Nach dem Vorbild der traditionellen Ansprache des US-Präsidenten vor dem Kongress hält der Kommissionspräsident diese Rede seit 2010 vor dem Plenarsaal des Europäischen Parlaments in Straßburg.

Doch was in Washington ein Live-TV-Ereignis zur Hauptsendezeit mit hohen Einschaltquoten ist, ist für die europäischen Zuschauer kein Muss.

Die meisten Europäer haben noch nie von der Rede gehört, geschweige denn sie gesehen, was damit zu tun haben könnte, dass sie um 9 Uhr morgens beginnt....

Da der Text Abgeordneten und Journalisten vorab zur Verfügung gestellt wird, verfolgten einige im Publikum die Rede von der Leyens eher beiläufig, spielten mit ihrem Telefon oder strickten sogar...

Üblicherweise wird in der Rede eine Bilanz der Arbeit des vergangenen Jahres gezogen und es werden die politischen Prioritäten für die kommenden Monate festgelegt - so auch am Mittwoch.

Von der Leyen ging auf zahlreichen Themen ein, von der Gleichstellung über die Migration bis zur Wirtschaft.

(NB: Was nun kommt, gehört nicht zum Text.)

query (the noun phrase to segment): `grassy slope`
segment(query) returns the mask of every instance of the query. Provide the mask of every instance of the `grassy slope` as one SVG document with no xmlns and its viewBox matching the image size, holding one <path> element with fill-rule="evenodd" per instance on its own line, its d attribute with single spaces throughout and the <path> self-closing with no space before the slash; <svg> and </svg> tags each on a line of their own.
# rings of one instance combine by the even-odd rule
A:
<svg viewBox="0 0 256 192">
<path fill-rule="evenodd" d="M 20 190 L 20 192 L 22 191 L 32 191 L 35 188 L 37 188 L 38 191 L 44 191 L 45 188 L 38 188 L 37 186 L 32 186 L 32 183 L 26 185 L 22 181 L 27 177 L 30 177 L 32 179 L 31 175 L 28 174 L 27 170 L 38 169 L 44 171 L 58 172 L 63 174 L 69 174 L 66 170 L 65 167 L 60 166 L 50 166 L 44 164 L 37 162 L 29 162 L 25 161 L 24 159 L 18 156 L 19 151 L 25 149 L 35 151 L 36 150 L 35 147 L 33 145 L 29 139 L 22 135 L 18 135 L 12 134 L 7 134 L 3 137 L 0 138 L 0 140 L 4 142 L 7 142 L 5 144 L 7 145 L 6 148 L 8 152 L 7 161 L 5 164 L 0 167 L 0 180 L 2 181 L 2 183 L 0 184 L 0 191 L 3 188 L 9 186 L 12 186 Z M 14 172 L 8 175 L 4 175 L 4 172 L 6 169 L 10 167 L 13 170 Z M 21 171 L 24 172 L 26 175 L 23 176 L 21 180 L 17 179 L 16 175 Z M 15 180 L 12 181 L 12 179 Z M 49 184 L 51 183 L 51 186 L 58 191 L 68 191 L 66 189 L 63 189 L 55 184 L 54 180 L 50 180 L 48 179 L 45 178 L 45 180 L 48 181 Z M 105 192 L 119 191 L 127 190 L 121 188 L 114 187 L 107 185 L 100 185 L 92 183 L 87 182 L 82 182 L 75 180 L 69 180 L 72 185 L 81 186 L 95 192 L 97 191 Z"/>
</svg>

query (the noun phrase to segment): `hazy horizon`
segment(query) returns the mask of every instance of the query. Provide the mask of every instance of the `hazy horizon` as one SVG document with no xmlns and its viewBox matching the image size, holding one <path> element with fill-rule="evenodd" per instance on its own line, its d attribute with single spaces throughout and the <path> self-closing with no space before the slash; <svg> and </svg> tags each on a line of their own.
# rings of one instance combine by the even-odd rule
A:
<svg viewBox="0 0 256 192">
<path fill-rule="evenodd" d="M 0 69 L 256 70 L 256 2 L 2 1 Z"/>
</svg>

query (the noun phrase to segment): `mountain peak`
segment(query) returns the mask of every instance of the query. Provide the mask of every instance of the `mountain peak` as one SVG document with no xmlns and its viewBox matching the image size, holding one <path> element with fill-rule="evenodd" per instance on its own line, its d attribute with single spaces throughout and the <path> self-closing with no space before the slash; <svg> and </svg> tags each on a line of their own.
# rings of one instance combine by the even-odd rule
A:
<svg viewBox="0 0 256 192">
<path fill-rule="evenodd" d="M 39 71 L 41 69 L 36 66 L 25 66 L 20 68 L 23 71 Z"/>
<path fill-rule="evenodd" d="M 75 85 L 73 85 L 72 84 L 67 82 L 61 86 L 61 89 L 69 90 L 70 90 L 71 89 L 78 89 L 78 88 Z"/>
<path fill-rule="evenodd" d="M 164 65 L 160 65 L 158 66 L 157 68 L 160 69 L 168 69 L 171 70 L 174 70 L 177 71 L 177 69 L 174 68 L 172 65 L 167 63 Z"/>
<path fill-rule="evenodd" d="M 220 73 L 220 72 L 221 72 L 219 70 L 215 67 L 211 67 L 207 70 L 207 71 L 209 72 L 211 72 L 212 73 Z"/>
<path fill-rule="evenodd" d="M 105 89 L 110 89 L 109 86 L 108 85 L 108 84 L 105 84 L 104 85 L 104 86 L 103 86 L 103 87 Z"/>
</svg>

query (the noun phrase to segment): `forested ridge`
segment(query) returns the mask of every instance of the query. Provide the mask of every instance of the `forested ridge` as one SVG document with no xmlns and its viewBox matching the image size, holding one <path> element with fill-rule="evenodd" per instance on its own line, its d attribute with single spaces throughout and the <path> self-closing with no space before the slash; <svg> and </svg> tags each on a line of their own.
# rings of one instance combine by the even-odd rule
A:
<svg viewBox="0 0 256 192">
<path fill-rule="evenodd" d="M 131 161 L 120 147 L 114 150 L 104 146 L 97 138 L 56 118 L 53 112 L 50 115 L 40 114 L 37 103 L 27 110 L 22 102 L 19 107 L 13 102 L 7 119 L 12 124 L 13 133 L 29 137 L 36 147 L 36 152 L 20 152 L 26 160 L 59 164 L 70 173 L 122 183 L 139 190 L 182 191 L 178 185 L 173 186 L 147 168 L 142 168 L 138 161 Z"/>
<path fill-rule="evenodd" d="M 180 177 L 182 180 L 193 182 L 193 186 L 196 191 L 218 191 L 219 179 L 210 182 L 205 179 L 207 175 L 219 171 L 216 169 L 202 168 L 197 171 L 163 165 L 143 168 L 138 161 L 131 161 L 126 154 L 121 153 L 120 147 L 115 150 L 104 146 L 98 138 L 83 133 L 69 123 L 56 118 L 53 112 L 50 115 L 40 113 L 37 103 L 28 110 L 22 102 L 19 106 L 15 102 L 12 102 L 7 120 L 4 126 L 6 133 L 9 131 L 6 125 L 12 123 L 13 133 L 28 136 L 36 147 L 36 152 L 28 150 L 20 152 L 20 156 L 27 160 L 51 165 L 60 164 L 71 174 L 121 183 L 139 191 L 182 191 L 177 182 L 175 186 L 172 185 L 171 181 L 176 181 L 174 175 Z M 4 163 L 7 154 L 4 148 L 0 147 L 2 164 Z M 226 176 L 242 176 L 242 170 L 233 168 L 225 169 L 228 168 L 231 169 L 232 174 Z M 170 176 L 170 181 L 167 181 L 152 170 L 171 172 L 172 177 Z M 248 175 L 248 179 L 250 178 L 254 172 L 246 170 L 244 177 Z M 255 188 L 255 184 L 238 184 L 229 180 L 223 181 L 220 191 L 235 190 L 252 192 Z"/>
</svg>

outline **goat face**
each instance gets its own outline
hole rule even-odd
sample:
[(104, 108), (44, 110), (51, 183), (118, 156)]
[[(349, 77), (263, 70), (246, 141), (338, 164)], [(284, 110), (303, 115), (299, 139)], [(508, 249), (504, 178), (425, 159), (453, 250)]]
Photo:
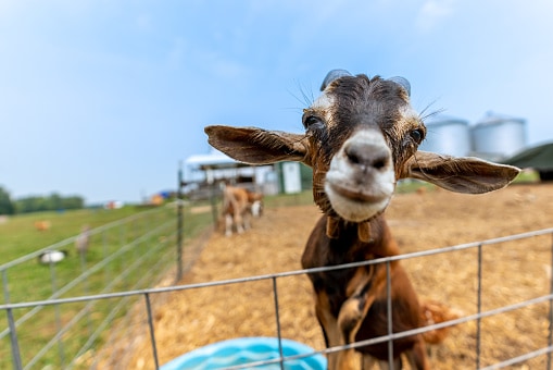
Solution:
[(213, 147), (241, 162), (312, 166), (318, 207), (329, 220), (360, 224), (386, 209), (403, 177), (479, 194), (504, 187), (518, 174), (510, 165), (417, 151), (426, 127), (409, 95), (409, 83), (401, 77), (332, 71), (321, 97), (304, 110), (304, 134), (222, 125), (208, 126), (205, 133)]
[[(328, 78), (327, 78), (328, 82)], [(381, 213), (398, 169), (424, 139), (426, 128), (394, 81), (342, 75), (304, 111), (314, 168), (314, 198), (329, 215), (362, 222)]]

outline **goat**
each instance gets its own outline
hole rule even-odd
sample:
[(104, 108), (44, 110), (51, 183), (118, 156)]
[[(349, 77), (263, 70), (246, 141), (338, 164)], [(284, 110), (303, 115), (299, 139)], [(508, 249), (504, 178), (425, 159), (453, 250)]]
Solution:
[(84, 225), (80, 230), (80, 234), (75, 238), (75, 249), (79, 256), (85, 256), (88, 252), (88, 246), (90, 244), (90, 226)]
[(67, 250), (47, 250), (38, 255), (38, 262), (41, 264), (58, 263), (67, 257)]
[(251, 217), (260, 217), (263, 195), (243, 187), (225, 185), (223, 189), (223, 217), (225, 235), (232, 235), (232, 226), (241, 234), (251, 227)]
[[(395, 184), (424, 180), (445, 189), (481, 194), (506, 186), (519, 172), (477, 158), (418, 151), (426, 135), (410, 103), (405, 78), (390, 79), (331, 71), (323, 94), (304, 109), (304, 134), (256, 127), (205, 127), (209, 143), (251, 164), (299, 161), (313, 168), (313, 197), (323, 211), (302, 256), (304, 269), (331, 267), (399, 255), (385, 221)], [(327, 347), (388, 334), (385, 263), (310, 273), (315, 313)], [(416, 293), (399, 261), (390, 262), (392, 332), (423, 325)], [(368, 369), (401, 368), (404, 354), (413, 369), (428, 369), (422, 335), (328, 353), (329, 369), (350, 369), (354, 351)], [(390, 361), (392, 363), (387, 363)]]
[(35, 221), (35, 229), (40, 232), (50, 230), (50, 221)]

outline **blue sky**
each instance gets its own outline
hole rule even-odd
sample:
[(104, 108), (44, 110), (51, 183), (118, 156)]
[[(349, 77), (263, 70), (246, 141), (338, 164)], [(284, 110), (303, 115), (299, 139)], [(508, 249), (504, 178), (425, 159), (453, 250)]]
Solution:
[(205, 125), (301, 132), (336, 67), (553, 140), (551, 14), (549, 0), (0, 0), (0, 186), (139, 201), (209, 152)]

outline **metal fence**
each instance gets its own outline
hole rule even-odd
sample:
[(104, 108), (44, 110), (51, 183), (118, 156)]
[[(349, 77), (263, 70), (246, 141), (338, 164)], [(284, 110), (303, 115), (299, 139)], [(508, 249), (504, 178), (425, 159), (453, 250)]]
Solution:
[[(172, 211), (169, 211), (172, 212)], [(161, 215), (160, 215), (161, 214)], [(550, 287), (549, 294), (533, 297), (531, 299), (526, 299), (523, 301), (515, 303), (513, 305), (483, 310), (482, 309), (482, 256), (485, 256), (486, 251), (489, 248), (493, 248), (494, 246), (501, 245), (506, 242), (517, 242), (528, 238), (533, 238), (537, 236), (553, 236), (553, 229), (541, 230), (536, 232), (529, 232), (513, 236), (506, 236), (501, 238), (488, 239), (483, 242), (457, 245), (452, 247), (444, 247), (439, 249), (432, 249), (427, 251), (412, 252), (397, 257), (382, 258), (378, 260), (372, 261), (363, 261), (357, 263), (350, 263), (345, 266), (336, 266), (330, 268), (317, 268), (310, 270), (298, 270), (290, 271), (284, 273), (276, 274), (266, 274), (266, 275), (256, 275), (256, 276), (246, 276), (242, 279), (234, 279), (234, 280), (225, 280), (217, 282), (205, 282), (200, 284), (189, 284), (189, 285), (171, 285), (169, 286), (160, 286), (155, 288), (150, 288), (147, 286), (152, 286), (152, 280), (154, 275), (161, 275), (166, 272), (165, 267), (167, 266), (167, 261), (175, 259), (175, 255), (173, 251), (173, 247), (176, 240), (176, 232), (175, 227), (175, 219), (174, 212), (172, 215), (166, 218), (166, 214), (155, 213), (155, 212), (147, 212), (143, 215), (137, 215), (134, 219), (127, 219), (122, 222), (116, 222), (104, 227), (100, 227), (93, 231), (93, 234), (97, 238), (102, 242), (103, 255), (99, 262), (93, 266), (84, 261), (81, 263), (81, 270), (77, 279), (71, 280), (66, 284), (60, 284), (60, 272), (56, 271), (56, 267), (51, 264), (50, 267), (50, 284), (51, 291), (53, 292), (50, 296), (45, 299), (27, 301), (24, 299), (25, 297), (18, 296), (17, 299), (13, 299), (16, 296), (16, 292), (11, 292), (9, 289), (9, 282), (11, 278), (11, 272), (15, 268), (21, 269), (25, 266), (25, 263), (30, 262), (32, 260), (38, 256), (40, 251), (36, 254), (25, 256), (22, 259), (12, 261), (10, 263), (3, 264), (0, 267), (0, 273), (2, 274), (3, 282), (3, 294), (4, 294), (4, 304), (0, 305), (0, 312), (4, 313), (5, 317), (5, 329), (0, 333), (0, 340), (2, 341), (2, 345), (7, 344), (10, 347), (9, 353), (11, 354), (11, 362), (14, 369), (32, 369), (36, 367), (43, 367), (46, 365), (52, 365), (60, 368), (101, 368), (99, 365), (98, 351), (95, 349), (95, 345), (100, 343), (100, 338), (102, 338), (101, 343), (105, 341), (122, 341), (121, 337), (117, 337), (117, 333), (110, 331), (111, 325), (116, 319), (125, 320), (123, 313), (131, 310), (133, 308), (139, 309), (140, 312), (138, 314), (144, 314), (146, 318), (143, 320), (146, 328), (142, 328), (142, 334), (147, 333), (149, 336), (149, 341), (151, 343), (151, 356), (153, 357), (153, 362), (155, 368), (160, 368), (161, 363), (158, 356), (158, 346), (155, 340), (155, 328), (154, 328), (154, 316), (155, 316), (155, 307), (158, 304), (161, 304), (159, 299), (162, 297), (163, 293), (168, 292), (178, 292), (178, 291), (189, 291), (197, 288), (211, 288), (215, 286), (226, 286), (234, 284), (243, 284), (248, 282), (255, 281), (269, 281), (273, 286), (273, 298), (274, 298), (274, 309), (275, 309), (275, 320), (276, 328), (275, 331), (277, 333), (278, 338), (281, 338), (280, 331), (280, 319), (279, 319), (279, 292), (278, 292), (278, 281), (296, 275), (310, 274), (315, 272), (324, 272), (329, 270), (337, 269), (350, 269), (356, 268), (360, 266), (368, 266), (374, 263), (386, 263), (389, 268), (390, 263), (395, 260), (411, 260), (417, 258), (426, 258), (432, 257), (442, 254), (450, 254), (462, 250), (475, 250), (477, 252), (477, 311), (474, 314), (464, 316), (460, 319), (448, 321), (444, 323), (439, 323), (435, 325), (429, 325), (425, 328), (420, 328), (417, 330), (412, 330), (409, 332), (401, 333), (389, 333), (386, 336), (357, 342), (349, 346), (342, 347), (332, 347), (324, 350), (319, 350), (317, 353), (330, 353), (342, 350), (348, 347), (360, 347), (366, 346), (376, 343), (390, 342), (398, 340), (400, 337), (413, 335), (416, 333), (423, 333), (425, 331), (430, 331), (435, 329), (445, 328), (448, 325), (462, 324), (467, 322), (476, 323), (476, 361), (474, 363), (475, 369), (499, 369), (506, 368), (508, 366), (519, 363), (523, 361), (527, 361), (529, 359), (546, 356), (546, 368), (551, 369), (551, 353), (553, 351), (553, 332), (552, 332), (552, 322), (553, 322), (553, 285)], [(140, 226), (141, 225), (141, 226)], [(136, 233), (133, 236), (129, 235), (131, 230), (141, 229), (142, 233)], [(116, 235), (114, 235), (116, 234)], [(112, 246), (113, 239), (117, 239), (116, 247)], [(112, 242), (110, 242), (112, 240)], [(74, 242), (74, 238), (70, 238), (67, 240), (61, 242), (60, 244), (50, 246), (45, 249), (53, 249), (59, 248), (61, 246), (71, 244)], [(553, 238), (550, 242), (551, 245), (551, 256), (553, 256)], [(45, 250), (42, 249), (42, 250)], [(117, 259), (125, 259), (125, 256), (128, 254), (134, 254), (135, 258), (133, 258), (134, 262), (131, 266), (128, 266), (127, 269), (124, 269), (122, 274), (115, 275), (113, 273), (113, 267), (110, 268), (111, 263)], [(149, 259), (148, 256), (155, 256), (154, 259)], [(163, 256), (160, 258), (160, 256)], [(152, 263), (155, 261), (155, 263)], [(551, 260), (548, 261), (548, 264), (551, 266)], [(144, 273), (144, 269), (148, 270), (148, 274)], [(160, 273), (155, 273), (155, 270), (159, 270)], [(138, 279), (128, 279), (133, 273), (138, 273)], [(13, 273), (15, 274), (15, 273)], [(99, 279), (104, 282), (102, 285), (102, 289), (96, 292), (91, 286), (90, 278), (100, 276)], [(125, 282), (133, 281), (133, 285), (125, 285)], [(388, 281), (388, 286), (390, 286), (390, 282)], [(133, 306), (133, 303), (137, 303)], [(524, 309), (526, 307), (531, 307), (533, 305), (539, 304), (548, 304), (549, 305), (549, 314), (548, 314), (548, 345), (537, 348), (536, 350), (523, 354), (520, 356), (510, 358), (507, 360), (493, 363), (491, 366), (482, 367), (480, 363), (480, 347), (481, 347), (481, 321), (486, 318), (493, 317), (497, 314), (501, 314), (503, 312), (516, 311), (519, 309)], [(391, 299), (389, 299), (388, 305), (391, 305)], [(129, 309), (129, 307), (131, 307)], [(50, 335), (49, 340), (46, 344), (40, 344), (37, 347), (30, 348), (22, 348), (21, 343), (22, 337), (25, 336), (25, 343), (29, 343), (29, 337), (33, 335), (38, 335), (39, 330), (33, 326), (33, 320), (40, 317), (40, 313), (43, 311), (48, 311), (47, 316), (50, 318), (54, 318), (53, 322), (50, 324), (52, 329), (48, 332)], [(390, 310), (389, 310), (390, 311)], [(389, 317), (389, 320), (391, 318)], [(185, 323), (186, 324), (186, 323)], [(124, 325), (123, 325), (124, 326)], [(76, 333), (73, 333), (75, 331)], [(83, 335), (86, 333), (86, 335)], [(108, 335), (108, 337), (105, 337)], [(109, 337), (111, 336), (111, 338)], [(129, 340), (128, 333), (126, 335), (126, 341)], [(75, 343), (78, 345), (75, 348)], [(25, 353), (26, 351), (26, 353)], [(33, 355), (30, 356), (29, 353)], [(280, 351), (281, 353), (281, 351)], [(48, 357), (47, 357), (48, 356)], [(122, 353), (112, 353), (111, 356), (123, 356)], [(311, 354), (302, 355), (302, 356), (311, 356)], [(254, 363), (248, 363), (244, 366), (234, 367), (232, 369), (243, 369), (243, 368), (253, 368), (256, 366), (267, 365), (267, 363), (276, 363), (280, 365), (284, 369), (284, 363), (286, 360), (297, 359), (302, 356), (290, 357), (280, 357), (271, 361), (261, 361)], [(4, 356), (5, 357), (5, 356)], [(45, 358), (47, 358), (45, 360)], [(104, 359), (105, 360), (105, 359)], [(8, 359), (5, 358), (0, 365), (0, 368), (7, 368), (10, 366)], [(110, 360), (105, 360), (105, 363), (110, 363)], [(118, 362), (121, 363), (121, 362)], [(120, 367), (121, 368), (121, 367)]]
[[(0, 325), (0, 368), (9, 368), (10, 358), (15, 369), (78, 367), (131, 298), (108, 305), (95, 295), (152, 286), (174, 267), (175, 220), (174, 207), (143, 211), (91, 230), (89, 251), (73, 263), (40, 266), (37, 258), (73, 248), (78, 235), (0, 266), (7, 319)], [(10, 289), (16, 281), (27, 283), (24, 291)], [(76, 296), (85, 297), (80, 305), (63, 304)], [(17, 310), (11, 306), (29, 297), (39, 300)]]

Manchmal überraschte sie auch mit politischen Ankündigungen.

"Die globalen Märkte werden mit billigeren chinesischen Elektroautos überschwemmt, deren Preis durch staatliche Subventionen künstlich niedrig gehalten wird. Deshalb kann ich heute ankündigen, dass die Kommission eine Wettbewerbsuntersuchung zu Elektroautos aus China einleitet."

In Bezug auf die Ukraine forderte von der Leyen die Europäer auf, das Land in die EU aufzunehmen, und bezeichnete die Erweiterung als eine epochale Entscheidung für die Union aus 27 Nationen.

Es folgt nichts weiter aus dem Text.